The Efficient Market Hypothesis is a well-known, well-respected theory. It’s frequently cited by folks in the economic & financial space to justify very conventional, buy-and-hold investment products. Particularly in the stronger forms of EMH, all publicly available information is immediately reflected in asset prices.
I’ve written before about the impact of ‘known unknowns’ versus ‘unknown unknowns’ in financial markets. The recent crash in the Euro strikes me as an interesting case study:
- Why is the Euro crashing? In a term, policy divergence. The European Central Bank is providing quantitative easing to the Euro-area, which means (all other things equal) higher money supply and a cheaper currency. In contrast, the Federal Reserve is gradually pulling back from their quantitative easing (i.e. letting their purchased bonds run-off), and thinking about raising interest rates this summer. Both these actions should mean a stronger US Dollar.
- Why such a prolonged slide? This is where I think the markets are interesting.

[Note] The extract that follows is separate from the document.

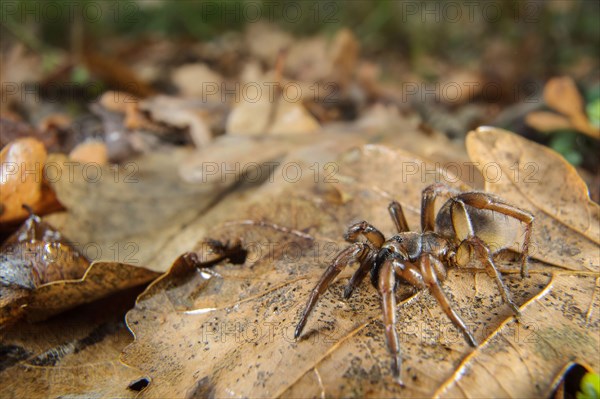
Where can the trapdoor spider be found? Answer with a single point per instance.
(466, 227)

In an informationally-efficient world, I would have expected a big move at the onset of European QE, with not much happening thereafter (perhaps some oscillation around a new equilibrium level). Instead, we’re being treated to a managed futures manager’s dream scenario: a fairly steady downward trend, without many pull-backs.
- Perhaps behaviour economics can answer? An explanation could be found in the inefficiencies considered by behavioural economics. Among the possibilities:
- Discrete decision points: perhaps each business/investor considers the QE announcement at different intervals, and thus make moves in sequence.
- Loss aversion/disposition effect: folks long Euros have been holding on, while losses pile up. Over time, they accept their painful losses at different points based upon relative aversion.
In sum: efficient markets shouldn’t really show these kind of smooth trends. But the trends exist all the same. Hence it’s worthwhile considering momentum as a viable investment strategy.